Spokane’s North Hill area is returning to the fold of Community Development Block Grant Neighborhoods.
Whether that is a positive or negative development is likely to be a subject of debate.
Those who say it’s good news would include those who welcome the $30,115 in federal funds that the designation makes available for neighborhood betterment efforts. Street and sidewalk improvements, housing rehabilitation, parks and playgrounds, social services — those are among the uses to which CDBG money can be put under federal guidelines.
Between 1978 and 1994, the North Hill neighborhood received between $45,000 and $100,000 a year. In 1994, once 1990 census data had been compiled and analyzed, North Hill no longer qualified for the program and the funding ended.
It no longer was disadvantaged enough, based on a variety of factors that include poverty, the age and ownership of housing, the components of the population measured by age, ethnicity and marital status.
In many ways, however, loss of CDBG eligibility was a sign of success for the North Hill neighborhood. It showed that the demographic factors that impact community vitality had achieved a healthier mix. That the store of social capital in place there reflected an increase of assets and a decrease of needs.
Just what the CDBG program was intended to encourage.
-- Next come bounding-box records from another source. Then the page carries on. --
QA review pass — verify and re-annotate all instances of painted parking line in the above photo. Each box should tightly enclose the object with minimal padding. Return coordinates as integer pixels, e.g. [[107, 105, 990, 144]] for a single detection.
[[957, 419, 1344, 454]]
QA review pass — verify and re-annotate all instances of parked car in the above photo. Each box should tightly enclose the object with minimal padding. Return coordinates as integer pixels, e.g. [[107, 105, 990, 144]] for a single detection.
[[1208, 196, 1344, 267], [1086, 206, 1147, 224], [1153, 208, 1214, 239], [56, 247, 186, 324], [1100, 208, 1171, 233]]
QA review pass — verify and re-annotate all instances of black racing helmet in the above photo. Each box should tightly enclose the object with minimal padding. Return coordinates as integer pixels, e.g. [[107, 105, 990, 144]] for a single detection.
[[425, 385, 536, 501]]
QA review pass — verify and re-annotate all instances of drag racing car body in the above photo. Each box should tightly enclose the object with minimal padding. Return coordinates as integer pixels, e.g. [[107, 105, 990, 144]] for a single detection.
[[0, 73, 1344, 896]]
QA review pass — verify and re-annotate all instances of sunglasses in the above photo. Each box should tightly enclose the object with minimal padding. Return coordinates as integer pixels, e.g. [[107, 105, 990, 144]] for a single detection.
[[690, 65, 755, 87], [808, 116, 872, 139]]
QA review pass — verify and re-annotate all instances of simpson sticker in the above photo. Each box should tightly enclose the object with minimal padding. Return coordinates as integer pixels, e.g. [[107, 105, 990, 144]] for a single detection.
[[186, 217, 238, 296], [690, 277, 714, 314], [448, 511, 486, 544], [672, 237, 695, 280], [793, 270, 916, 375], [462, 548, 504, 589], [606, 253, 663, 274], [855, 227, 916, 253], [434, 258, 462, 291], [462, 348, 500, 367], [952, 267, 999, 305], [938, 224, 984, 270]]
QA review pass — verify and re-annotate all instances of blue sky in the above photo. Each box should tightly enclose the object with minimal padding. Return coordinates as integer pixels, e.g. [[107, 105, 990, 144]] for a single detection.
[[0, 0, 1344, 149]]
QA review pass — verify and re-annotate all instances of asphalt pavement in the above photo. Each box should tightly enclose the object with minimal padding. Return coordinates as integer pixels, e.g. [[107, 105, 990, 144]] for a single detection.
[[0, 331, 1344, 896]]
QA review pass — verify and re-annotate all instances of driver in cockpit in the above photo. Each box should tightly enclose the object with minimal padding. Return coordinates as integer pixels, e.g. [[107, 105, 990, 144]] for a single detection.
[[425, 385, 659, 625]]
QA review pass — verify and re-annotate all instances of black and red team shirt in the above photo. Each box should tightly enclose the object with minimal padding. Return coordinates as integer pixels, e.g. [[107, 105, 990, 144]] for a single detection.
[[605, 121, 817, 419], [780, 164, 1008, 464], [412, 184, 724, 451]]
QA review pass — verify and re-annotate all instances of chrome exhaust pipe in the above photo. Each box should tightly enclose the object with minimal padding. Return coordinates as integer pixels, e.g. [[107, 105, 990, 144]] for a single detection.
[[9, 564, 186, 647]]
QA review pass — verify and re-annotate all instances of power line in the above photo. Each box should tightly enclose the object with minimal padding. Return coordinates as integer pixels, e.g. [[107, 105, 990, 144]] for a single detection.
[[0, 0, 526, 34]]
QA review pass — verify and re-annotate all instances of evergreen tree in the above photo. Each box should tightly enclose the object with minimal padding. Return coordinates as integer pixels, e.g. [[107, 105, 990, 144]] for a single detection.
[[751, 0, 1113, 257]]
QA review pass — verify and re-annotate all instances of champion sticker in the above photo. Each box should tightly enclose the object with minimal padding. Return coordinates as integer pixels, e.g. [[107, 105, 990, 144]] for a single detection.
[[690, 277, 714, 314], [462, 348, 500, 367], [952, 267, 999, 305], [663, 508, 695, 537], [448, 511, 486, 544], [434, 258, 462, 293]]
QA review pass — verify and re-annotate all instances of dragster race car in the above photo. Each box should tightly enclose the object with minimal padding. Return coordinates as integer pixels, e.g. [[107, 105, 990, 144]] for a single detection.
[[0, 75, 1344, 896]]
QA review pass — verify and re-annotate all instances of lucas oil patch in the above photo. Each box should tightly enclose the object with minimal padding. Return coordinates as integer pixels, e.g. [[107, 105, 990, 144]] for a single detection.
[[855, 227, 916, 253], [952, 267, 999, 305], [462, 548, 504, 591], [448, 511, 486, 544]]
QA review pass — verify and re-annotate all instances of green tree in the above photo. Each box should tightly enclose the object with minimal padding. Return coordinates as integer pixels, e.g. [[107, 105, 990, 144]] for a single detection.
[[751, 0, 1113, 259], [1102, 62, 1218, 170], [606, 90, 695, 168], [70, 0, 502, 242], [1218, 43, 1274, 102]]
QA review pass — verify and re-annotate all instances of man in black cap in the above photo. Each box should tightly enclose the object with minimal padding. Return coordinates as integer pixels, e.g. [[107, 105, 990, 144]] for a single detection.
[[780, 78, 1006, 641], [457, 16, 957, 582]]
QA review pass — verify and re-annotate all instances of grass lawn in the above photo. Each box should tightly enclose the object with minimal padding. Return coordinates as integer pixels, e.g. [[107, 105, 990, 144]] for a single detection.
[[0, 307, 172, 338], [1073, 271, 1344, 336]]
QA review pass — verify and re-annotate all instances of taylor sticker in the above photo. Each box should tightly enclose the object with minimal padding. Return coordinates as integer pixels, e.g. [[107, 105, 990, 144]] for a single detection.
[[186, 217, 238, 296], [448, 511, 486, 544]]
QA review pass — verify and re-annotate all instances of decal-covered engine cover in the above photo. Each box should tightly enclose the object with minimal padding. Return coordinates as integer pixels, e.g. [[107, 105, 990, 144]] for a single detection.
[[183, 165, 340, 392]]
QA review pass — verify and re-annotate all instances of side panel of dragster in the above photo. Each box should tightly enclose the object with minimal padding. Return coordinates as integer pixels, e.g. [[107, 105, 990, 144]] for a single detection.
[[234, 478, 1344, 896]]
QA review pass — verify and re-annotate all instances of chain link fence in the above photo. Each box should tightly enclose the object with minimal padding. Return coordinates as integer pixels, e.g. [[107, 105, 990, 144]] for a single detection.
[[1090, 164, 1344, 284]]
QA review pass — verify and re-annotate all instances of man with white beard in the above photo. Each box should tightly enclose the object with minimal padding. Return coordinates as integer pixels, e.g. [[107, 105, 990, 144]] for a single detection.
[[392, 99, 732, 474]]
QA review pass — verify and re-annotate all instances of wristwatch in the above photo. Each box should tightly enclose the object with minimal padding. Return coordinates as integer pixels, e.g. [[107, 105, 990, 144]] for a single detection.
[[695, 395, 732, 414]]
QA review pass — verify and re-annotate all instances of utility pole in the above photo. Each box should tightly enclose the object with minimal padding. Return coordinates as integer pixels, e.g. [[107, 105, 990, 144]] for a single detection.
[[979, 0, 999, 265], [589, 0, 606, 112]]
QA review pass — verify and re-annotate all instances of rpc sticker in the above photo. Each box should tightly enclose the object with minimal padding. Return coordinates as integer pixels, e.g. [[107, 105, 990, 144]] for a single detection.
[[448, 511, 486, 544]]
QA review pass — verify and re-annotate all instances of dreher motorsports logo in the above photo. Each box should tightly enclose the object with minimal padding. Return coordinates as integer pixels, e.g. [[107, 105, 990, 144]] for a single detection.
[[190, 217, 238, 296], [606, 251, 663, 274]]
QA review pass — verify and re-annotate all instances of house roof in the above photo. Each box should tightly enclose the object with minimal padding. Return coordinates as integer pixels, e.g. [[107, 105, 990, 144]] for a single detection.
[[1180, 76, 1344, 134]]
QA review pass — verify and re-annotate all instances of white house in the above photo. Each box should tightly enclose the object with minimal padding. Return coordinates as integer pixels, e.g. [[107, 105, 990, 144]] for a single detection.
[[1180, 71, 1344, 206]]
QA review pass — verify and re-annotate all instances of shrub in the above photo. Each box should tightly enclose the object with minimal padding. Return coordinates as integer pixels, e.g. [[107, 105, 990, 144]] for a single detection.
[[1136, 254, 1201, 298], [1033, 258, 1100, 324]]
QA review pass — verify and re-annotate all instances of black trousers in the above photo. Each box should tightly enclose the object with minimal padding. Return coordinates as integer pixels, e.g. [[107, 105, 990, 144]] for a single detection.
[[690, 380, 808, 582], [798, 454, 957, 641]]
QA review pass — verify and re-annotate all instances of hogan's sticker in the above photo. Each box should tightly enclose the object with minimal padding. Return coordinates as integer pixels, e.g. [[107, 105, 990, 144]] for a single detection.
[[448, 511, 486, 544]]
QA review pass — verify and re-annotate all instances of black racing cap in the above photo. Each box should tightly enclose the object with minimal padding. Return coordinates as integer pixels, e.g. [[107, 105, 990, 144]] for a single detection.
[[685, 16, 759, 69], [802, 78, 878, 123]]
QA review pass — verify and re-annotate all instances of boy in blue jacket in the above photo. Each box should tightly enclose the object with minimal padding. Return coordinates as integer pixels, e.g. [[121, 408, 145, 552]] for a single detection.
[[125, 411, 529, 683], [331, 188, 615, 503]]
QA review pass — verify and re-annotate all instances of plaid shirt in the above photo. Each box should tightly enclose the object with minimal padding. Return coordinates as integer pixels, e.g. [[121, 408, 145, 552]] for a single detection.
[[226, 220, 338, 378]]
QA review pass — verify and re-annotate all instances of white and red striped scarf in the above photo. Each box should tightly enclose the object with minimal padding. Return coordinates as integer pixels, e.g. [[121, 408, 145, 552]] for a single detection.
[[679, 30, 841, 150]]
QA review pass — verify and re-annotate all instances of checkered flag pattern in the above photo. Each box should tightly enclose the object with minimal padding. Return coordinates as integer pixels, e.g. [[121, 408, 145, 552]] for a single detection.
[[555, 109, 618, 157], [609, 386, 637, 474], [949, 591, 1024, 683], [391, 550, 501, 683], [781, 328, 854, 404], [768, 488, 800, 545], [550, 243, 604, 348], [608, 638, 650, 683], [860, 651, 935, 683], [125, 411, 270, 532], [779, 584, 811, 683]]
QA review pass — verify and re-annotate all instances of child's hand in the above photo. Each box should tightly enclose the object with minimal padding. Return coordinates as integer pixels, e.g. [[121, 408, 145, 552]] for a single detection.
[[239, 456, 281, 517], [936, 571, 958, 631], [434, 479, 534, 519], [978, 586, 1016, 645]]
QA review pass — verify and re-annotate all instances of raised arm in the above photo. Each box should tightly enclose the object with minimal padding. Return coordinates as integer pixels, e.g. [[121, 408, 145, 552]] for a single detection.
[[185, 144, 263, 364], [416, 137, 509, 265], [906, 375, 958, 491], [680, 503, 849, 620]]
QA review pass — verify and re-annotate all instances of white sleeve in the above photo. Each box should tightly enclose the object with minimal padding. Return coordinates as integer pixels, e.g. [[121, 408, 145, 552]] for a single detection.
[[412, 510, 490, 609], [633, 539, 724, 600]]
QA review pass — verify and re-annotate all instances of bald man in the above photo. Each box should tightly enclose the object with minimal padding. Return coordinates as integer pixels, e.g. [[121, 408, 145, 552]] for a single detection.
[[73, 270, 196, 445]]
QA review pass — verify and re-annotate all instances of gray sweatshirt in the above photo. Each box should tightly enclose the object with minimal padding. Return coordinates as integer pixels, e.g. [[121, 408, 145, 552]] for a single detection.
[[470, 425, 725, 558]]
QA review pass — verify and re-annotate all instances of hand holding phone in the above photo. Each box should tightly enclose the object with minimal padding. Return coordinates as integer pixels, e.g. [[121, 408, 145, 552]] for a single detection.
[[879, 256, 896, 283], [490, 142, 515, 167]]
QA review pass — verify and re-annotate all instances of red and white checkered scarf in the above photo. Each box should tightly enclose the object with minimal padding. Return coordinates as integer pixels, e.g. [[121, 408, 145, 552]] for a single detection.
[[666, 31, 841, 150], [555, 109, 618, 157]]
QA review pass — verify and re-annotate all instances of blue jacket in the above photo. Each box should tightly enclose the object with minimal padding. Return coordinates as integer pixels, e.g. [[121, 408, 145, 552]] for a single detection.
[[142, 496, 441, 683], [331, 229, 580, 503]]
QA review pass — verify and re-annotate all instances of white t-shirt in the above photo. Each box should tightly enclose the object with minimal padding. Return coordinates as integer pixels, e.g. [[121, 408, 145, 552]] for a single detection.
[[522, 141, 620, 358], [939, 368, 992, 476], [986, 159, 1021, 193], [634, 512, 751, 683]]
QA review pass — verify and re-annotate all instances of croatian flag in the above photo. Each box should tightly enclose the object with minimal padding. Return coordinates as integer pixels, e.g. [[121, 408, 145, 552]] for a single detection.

The same thing happened this year to the Lincoln Heights neighborhood across town. That neighborhood had been receiving $25,000 a year in CDBG money, but 2000 Census figures show the criteria no longer are met.
Meanwhile, though, North Hill has slipped back below the threshold and its funds will resume. That will be welcome news to community activists who worried a decade ago about how they would follow through on initiatives that were on the table at the time.
Still, it’s hard to think of a rising level of need as good news.
It would be easier to draw a clear conclusion if we knew with certainty just what the dynamics are that brought about the change. It was thought a decade ago that North Hill rose above the eligibility threshold after longtime residents died or moved away and their homes were purchased by younger families with higher incomes.
Now, speculates Mike Adolfae, director of community development for the city of Spokane, it may be that those young home buyers have moved on, too, but have kept their North Hill houses as rentals. That would impact the CDBG eligibility determination.
Unfortunately, the city lacks the information it would take to draw solid conclusions about why conditions have changed. Such data, although expensive and time-consuming to collect, would be invaluable in assessing whether socioeconomic conditions in Spokane’s low- and moderate-income neighborhoods are being addressed as effectively as possible.